Outros livros, como Flor
da neve e o leque secreto, da Lisa See, eu leio revoltada. Quase tenho
vontade de agredir as páginas, balanço a cabeça, fecho o livro, falo com meus
botões, mas prossigo porque de toda forma é instigante e acredito que tem que
haver um pouco de dignidade no final (ah, tolinha).
Crime e Castigo,
do Dostoievsky, eu li emprestado, então não me sentia no direito de marcar o
livro, mas queria. Aí li com uma folha A4 do lado e saía anotando o que eu
queria. Deu bem mais trabalho, mas foi uma experiência interessante.

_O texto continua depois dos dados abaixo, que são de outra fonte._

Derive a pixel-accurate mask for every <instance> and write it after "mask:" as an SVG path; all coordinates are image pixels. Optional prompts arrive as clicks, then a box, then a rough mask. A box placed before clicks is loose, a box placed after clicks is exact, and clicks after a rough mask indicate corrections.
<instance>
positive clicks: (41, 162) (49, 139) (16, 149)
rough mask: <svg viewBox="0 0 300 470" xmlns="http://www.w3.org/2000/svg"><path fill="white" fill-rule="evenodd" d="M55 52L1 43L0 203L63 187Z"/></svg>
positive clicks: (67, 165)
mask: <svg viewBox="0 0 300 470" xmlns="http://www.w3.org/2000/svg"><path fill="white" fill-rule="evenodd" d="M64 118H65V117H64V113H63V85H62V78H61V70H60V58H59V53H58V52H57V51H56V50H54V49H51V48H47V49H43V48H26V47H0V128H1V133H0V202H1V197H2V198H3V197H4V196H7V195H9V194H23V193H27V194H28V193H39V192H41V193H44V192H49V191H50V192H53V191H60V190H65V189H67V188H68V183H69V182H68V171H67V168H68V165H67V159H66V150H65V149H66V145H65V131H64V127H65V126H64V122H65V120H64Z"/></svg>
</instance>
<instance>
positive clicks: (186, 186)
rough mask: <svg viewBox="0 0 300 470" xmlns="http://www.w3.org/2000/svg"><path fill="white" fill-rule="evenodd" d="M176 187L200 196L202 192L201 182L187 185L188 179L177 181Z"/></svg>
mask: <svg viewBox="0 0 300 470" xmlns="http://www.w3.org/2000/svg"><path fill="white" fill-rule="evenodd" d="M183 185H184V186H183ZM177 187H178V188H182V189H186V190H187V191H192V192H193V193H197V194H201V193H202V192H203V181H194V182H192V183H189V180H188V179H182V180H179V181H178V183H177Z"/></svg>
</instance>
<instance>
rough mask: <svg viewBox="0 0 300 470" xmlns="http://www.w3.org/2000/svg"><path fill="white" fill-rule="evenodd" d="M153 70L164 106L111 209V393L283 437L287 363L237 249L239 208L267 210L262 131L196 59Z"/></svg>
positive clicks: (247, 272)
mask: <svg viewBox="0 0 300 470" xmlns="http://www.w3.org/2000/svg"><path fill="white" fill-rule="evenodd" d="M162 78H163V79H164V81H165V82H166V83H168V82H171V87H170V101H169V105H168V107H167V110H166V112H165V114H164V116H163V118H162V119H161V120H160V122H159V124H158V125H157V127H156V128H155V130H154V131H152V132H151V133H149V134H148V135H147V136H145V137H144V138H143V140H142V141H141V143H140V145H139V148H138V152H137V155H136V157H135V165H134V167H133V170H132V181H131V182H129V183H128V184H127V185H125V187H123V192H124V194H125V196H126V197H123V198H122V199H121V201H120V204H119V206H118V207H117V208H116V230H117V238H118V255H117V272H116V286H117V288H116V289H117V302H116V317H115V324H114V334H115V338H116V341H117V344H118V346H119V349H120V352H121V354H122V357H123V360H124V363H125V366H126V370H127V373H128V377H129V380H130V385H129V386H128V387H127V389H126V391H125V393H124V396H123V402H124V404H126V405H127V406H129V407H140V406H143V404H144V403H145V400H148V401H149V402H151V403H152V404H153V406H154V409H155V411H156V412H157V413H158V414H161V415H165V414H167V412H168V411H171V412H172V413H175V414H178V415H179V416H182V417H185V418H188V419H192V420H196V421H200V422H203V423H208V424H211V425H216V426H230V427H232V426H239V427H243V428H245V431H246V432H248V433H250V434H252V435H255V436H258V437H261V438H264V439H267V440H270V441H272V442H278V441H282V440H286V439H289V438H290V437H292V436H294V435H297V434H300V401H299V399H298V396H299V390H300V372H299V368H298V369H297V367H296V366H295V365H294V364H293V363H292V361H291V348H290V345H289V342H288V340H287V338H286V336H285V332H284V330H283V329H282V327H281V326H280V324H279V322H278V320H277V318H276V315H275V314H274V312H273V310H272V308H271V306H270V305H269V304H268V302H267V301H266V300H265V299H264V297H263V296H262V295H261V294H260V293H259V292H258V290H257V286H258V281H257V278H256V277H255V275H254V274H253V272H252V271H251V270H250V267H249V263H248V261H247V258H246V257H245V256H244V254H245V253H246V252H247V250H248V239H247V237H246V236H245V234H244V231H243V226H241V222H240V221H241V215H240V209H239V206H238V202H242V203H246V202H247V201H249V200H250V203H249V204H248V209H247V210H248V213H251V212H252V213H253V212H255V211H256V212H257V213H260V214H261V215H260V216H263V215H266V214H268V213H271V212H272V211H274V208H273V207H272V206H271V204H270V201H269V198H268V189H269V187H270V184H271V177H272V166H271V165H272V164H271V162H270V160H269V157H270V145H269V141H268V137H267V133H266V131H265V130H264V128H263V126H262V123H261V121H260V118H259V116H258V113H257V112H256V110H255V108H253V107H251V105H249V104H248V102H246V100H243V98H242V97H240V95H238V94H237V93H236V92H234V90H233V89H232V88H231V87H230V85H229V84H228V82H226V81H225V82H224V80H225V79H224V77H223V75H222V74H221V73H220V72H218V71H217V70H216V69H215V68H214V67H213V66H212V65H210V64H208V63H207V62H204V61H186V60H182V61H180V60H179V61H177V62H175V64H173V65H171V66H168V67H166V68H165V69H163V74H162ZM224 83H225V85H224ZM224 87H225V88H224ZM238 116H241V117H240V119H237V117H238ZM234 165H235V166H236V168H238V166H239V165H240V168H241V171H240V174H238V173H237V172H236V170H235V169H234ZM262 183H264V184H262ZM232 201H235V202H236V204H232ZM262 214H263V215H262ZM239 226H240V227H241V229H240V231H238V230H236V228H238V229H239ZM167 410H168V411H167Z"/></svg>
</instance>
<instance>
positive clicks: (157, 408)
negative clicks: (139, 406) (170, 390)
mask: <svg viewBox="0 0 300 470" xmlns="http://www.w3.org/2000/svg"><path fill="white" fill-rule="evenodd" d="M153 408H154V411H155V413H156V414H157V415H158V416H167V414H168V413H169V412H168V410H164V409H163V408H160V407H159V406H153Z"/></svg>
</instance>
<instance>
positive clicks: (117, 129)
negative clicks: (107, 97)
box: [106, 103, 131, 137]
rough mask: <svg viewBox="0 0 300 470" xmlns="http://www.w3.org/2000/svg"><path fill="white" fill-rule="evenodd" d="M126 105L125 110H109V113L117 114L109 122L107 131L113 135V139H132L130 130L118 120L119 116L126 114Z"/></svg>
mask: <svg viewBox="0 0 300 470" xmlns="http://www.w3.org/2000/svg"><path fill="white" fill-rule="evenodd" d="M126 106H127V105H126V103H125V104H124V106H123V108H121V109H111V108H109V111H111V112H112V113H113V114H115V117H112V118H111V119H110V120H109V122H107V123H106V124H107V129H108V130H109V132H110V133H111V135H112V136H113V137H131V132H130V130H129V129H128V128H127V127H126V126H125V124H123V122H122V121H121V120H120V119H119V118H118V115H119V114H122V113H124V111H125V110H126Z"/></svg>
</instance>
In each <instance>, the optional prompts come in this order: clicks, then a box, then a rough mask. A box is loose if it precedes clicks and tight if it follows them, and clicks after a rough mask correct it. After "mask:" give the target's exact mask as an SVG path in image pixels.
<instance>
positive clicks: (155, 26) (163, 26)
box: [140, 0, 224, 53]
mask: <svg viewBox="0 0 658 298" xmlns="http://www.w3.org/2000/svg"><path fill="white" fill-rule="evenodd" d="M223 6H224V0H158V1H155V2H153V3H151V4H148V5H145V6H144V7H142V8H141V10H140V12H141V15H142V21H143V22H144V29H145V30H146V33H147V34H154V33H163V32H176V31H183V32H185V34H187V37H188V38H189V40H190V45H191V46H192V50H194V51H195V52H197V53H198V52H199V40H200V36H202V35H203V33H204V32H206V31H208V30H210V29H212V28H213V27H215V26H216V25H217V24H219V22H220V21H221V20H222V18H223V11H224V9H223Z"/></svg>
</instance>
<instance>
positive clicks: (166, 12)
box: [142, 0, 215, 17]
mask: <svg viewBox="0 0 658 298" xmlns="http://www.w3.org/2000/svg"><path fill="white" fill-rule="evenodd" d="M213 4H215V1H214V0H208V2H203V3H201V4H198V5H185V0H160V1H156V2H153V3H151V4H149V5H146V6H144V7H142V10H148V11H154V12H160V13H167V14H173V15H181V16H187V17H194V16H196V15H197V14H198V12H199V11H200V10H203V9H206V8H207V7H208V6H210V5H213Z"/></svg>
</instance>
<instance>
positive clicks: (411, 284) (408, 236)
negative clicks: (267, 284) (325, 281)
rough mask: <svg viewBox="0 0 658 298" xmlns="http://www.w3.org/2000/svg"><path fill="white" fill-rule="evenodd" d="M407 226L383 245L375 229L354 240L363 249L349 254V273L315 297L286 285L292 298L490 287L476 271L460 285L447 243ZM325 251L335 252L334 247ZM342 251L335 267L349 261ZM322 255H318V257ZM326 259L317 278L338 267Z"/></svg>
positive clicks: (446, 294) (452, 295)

Alguns livros eu paro de ler de repente, para escrever um
texto ou um poema, alguma coisa que a leitura me inspirou. Foi assim, por
exemplo, com Vermelho Amargo, do Bartolomeu
Campos de Queirós. Outros, eu só escrevo quando termino e outros não vêm nada
na cabeça que valha à pena, como Os
enamoramentos, de Javier Marías. Ô livrinho chato.
As mulheres do meu pai,
do Agualusa, terminei e precisei reler várias partes, fiz cronograma, dados
dos personagens, tracei mapa e o diabo para melhor entender. Parecia que eu
estava brincando de quebra-cabeça, muito legal.
Desde agosto de 2012 eu leio O Caminho de Swan, de Marcel Proust, e não posso dizer quando
terminarei. Estou na página quatrocentos e varada, relativamente falta pouco,
menos de 100 páginas, mas não consigo ler mais de 2, 3 páginas por vez. Me
arrasto, o livro me cansa, apesar de ser bom.
Vejo no grupo do CLIc pessoas que colam aparas coloridas nas
páginas ou compram na papelaria uns marcadores transparentes bacanas, fica show
de bola.
Para mim, cada livro pede a sua própria leitura. Antes eu
achava que isso era característica do leitor, hoje penso que levamos nossa
marca, mas nos marcamos muito mais pelo livro em si. Estou toda tatuada. Adoro.
Viciei. Quero sempre uma marca nova.
By Rita Magnago
P.S: As opiniões emitidas são pessoais e não refletem a opinião do clube de leitura.